Harry Ferguson and his Mates - Blackbourn 384
What to do with a bit of spare capacity in a tractor plant? Here's an idea...
A tractor's ability to plough a straight furrow has little to do with sports car performance. Obviously.
It’s a bit of a surprise then that the vast gulf between the approaches to tractor and performance-car engineering has often been straddled successfully by manufacturers.
Lamborghini is the obvious first case-in-point. After his WWII service young Ferruccio Lamborghini started cobbling up tiny tractors in Northern Italy, using components from military-surplus equipment. This backyard set-up ultimately became a fully fledged tractor manufacturing operation. In the 1960s the by-then seriously wealthy Signor Lamborghini started building supercars as well, allegedly because of disappointing Ferrari-owning experiences.

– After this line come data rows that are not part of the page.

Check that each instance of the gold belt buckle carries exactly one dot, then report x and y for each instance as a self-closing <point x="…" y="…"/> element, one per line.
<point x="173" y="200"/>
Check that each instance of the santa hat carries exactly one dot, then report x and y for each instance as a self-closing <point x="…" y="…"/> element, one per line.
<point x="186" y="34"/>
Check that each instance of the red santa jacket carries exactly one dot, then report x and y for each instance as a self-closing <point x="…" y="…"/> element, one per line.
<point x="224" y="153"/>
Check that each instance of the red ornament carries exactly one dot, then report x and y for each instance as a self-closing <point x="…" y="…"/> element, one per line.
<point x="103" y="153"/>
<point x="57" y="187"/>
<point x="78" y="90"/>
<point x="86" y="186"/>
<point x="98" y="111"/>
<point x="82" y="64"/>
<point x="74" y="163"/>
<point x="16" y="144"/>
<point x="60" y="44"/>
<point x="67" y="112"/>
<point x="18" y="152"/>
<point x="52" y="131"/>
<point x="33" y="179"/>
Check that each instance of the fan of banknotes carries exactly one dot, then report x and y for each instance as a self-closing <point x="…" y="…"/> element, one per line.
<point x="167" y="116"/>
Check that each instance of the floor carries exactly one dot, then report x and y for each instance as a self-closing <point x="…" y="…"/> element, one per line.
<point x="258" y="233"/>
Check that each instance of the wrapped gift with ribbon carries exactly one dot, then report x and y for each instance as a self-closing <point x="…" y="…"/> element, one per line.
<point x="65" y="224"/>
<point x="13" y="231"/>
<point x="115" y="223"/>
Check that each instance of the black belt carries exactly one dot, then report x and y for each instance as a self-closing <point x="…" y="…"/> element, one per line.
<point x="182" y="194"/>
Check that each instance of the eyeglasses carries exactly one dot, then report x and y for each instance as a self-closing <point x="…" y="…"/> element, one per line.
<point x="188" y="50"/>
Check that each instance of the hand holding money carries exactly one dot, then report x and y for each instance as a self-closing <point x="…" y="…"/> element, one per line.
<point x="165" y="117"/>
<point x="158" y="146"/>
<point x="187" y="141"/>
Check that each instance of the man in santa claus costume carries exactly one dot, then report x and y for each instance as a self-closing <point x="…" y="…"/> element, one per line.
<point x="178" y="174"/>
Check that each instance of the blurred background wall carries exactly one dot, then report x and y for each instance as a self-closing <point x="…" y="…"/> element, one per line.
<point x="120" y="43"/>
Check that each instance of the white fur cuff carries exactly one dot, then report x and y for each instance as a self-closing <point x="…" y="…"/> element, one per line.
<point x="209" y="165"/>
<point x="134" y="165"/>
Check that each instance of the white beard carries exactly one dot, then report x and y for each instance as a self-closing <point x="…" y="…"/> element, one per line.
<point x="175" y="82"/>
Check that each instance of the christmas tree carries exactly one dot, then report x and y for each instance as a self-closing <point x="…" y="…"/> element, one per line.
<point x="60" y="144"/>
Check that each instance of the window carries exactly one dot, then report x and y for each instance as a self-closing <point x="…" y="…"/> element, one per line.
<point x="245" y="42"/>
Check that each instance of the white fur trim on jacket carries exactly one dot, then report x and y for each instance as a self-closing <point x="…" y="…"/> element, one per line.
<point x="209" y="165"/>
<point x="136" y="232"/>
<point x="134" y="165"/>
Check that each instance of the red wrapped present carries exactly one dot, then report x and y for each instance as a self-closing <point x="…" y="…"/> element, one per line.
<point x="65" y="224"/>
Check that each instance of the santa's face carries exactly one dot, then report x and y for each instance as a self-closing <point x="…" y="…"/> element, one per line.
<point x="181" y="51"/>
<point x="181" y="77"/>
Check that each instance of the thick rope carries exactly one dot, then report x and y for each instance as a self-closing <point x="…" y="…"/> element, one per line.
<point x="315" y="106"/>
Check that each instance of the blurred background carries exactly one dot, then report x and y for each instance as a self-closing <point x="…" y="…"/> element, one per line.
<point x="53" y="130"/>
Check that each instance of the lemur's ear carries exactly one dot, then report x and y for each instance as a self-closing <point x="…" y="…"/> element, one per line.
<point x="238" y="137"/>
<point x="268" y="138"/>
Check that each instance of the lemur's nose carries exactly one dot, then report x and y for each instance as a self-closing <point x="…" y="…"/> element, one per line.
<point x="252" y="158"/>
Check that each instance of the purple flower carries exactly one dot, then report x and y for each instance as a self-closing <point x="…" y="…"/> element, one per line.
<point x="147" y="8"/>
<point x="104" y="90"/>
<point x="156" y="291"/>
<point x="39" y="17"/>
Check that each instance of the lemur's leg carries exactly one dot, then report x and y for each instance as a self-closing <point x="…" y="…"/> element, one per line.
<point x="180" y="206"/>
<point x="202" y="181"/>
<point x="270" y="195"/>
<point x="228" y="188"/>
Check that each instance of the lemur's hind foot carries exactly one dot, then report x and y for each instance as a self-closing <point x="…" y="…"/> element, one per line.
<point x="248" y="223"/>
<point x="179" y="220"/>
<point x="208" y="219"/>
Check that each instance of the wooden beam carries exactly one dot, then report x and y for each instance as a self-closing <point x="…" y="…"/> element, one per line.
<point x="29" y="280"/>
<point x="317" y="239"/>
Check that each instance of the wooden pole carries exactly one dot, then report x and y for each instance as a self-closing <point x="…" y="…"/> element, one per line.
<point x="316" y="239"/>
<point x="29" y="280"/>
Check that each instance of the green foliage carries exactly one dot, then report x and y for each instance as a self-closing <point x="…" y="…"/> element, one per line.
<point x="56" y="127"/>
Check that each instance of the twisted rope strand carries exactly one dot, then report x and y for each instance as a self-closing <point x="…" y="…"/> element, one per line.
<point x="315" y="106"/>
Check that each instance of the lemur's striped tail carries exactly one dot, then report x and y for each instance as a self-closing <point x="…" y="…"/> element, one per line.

Next, my favourite tractor man, Irish engineer Harry Ferguson, whose legendary ‘Grey Fergie’ tractors, IMHO, deserve a place alongside collectable cars. In the shed of my dreams a Grey Fergie would share a corner with a Moke Californian and a Bren gun carrier.
Ferguson’s innovative take on tractor design – an approach that was ultimately much imitated – established him as the ‘father’ of the modern farm tractor.
A Porsche that's truly "never been driven over 30km/h"
After falling out with Henry Ford II over a deal to build Ferguson tractors at Ford’s Dagenham plant, Harry collaborated with the Standard Motor Company in Coventry. In 1947 the FE20 (the Grey Fergie) laid first claim to Standard’s all-new ‘wet sleeve’ 2.0-litre engine; the following year Standard launched its new Vanguard sedan featuring a highcompression version of the ‘tractor motor’.
Subsequent years saw Standard’s popular Triumph TR2, TR3 and TR4 sportscars powered by uprated twincarb versions of the ‘tractor motor.’ Australia’s radio star of the 1950s, Jack Davey, owned a rare British sportscar featuring the same donk, a Swallow Doretti.
‘Tractorman’ Harry had more to give, going on to build a 4WD Formula 1 car, the Ferguson P99, that Stirling Moss drove to victory in the UK in 1961; it even made an appearance at Warwick Farm for the 1963 Australian Grand Prix, driven by Graham Hill. In 1966, five years after Harry’s death, Jensen Motors launched its FF (Ferguson Formula) Interceptor using his 4WD system.
Now to David Brown of Yorkshire that, interestingly, like Citroen in Paris, started as a gear-cutting business before building vehicles. Its move into tractors came through a joint venture in 1936 with – yep, that man again – Harry Ferguson. After splitting with Ferguson some years later, David Brown went on to become a major tractor builder and exporter. Unlike Lamborghini’s frustration-driven decision to become a car builder, Brown’s move into cars was part of its growth strategy of acquiring other businesses after a profitable WWII – notably including Aston Martin. Under Brown ownership from 1947-72 – the ‘DB’ period – many legendary Aston Martins rolled out of that tractor factory.
Triumph's TR4 was the last to use the 'tractor' motor
Exploring this tractor/sportscar link was prompted by a recent press release revealing that Italian designhouse Pininfarina – of Ferrari, BMW and Alfa Romeo fame – had produced a snazzy concept tractor for the Czech company Zetor.
A surprise lay in wait for me as I fact-checked my recollections of the Lamborghini/Ferguson/ Aston Martin stories. A Daily Mail article – headed: "Is this the slowest Porsche ever?" – featured a Super 308 diesel tractor built by Porsche in 1958, just six years before it launched the 911.